You are free to choose forgiveness in this case.  Even though your son’s ex-spouse did not hurt you directly, she did hurt you in a secondary sense in that she hurt your loved one.  Forgiving in this context is appropriate.  You are not being disloyal to your son if you choose to forgive to rid yourself of resentment.  You need not, then, go to your son and proclaim your forgiveness and then pressure him now to do the same.  You can forgive without discussing this with your son.  If and when he is ready to forgive, then you can share your insights about the forgiveness process with him.

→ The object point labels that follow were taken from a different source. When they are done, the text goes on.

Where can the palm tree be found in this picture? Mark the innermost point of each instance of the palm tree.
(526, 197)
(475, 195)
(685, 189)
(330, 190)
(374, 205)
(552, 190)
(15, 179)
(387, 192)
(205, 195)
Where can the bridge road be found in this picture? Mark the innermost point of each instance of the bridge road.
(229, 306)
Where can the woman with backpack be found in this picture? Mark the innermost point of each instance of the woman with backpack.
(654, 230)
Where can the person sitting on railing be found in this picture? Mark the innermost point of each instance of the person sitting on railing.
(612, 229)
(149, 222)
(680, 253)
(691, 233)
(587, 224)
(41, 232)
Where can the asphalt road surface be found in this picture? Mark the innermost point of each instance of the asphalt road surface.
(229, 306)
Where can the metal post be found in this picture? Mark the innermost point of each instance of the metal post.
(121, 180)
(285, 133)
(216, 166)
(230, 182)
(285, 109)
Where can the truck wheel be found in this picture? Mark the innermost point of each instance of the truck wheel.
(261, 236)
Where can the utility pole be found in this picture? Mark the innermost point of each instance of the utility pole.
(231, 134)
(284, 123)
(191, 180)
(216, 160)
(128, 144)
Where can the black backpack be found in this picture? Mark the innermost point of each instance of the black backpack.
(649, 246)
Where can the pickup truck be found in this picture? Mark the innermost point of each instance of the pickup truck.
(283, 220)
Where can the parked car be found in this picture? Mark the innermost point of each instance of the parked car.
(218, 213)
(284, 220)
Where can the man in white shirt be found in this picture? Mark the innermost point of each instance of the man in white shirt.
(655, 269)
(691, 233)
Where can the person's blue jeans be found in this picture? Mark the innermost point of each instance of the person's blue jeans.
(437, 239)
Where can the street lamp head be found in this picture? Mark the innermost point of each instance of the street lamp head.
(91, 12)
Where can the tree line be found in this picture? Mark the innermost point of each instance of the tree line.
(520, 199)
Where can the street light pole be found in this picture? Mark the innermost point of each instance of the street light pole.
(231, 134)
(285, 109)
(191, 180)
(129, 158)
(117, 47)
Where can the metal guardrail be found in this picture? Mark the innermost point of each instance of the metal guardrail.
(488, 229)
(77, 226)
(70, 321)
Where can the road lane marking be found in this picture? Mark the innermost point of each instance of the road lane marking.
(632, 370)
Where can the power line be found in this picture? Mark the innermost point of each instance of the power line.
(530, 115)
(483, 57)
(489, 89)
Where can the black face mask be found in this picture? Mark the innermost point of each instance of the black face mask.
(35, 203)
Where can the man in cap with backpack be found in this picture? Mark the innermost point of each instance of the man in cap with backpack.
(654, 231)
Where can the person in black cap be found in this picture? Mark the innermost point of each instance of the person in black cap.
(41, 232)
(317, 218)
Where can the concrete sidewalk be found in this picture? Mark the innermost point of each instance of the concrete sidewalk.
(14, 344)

Learn more at 8 Reasons to Forgive.

I have been divorced for 10 years. I can honestly say that I no longer have what you call “toxic anger” toward my ex-spouse. I never actually engaged in the forgiveness process. I kind of just let it go and the anger went away, too. Do you think I still need to consider forgiveness?

A researcher, Judith Wallerstein, did a longitudinal study of divorced people and she found that, even 10 years after divorce, many people still were fuming with anger.  This does not seem to be the case for you. If you carefully examine your level of anger, including the possibility that you are not denying the depth of your anger, then it is possible that you have, as you say, moved on without excessive anger.  If, on the other hand, the anger should again surface for you, then you do have the possibility of beginning the forgiveness process.  It never is too late to forgive if you think you need to do this.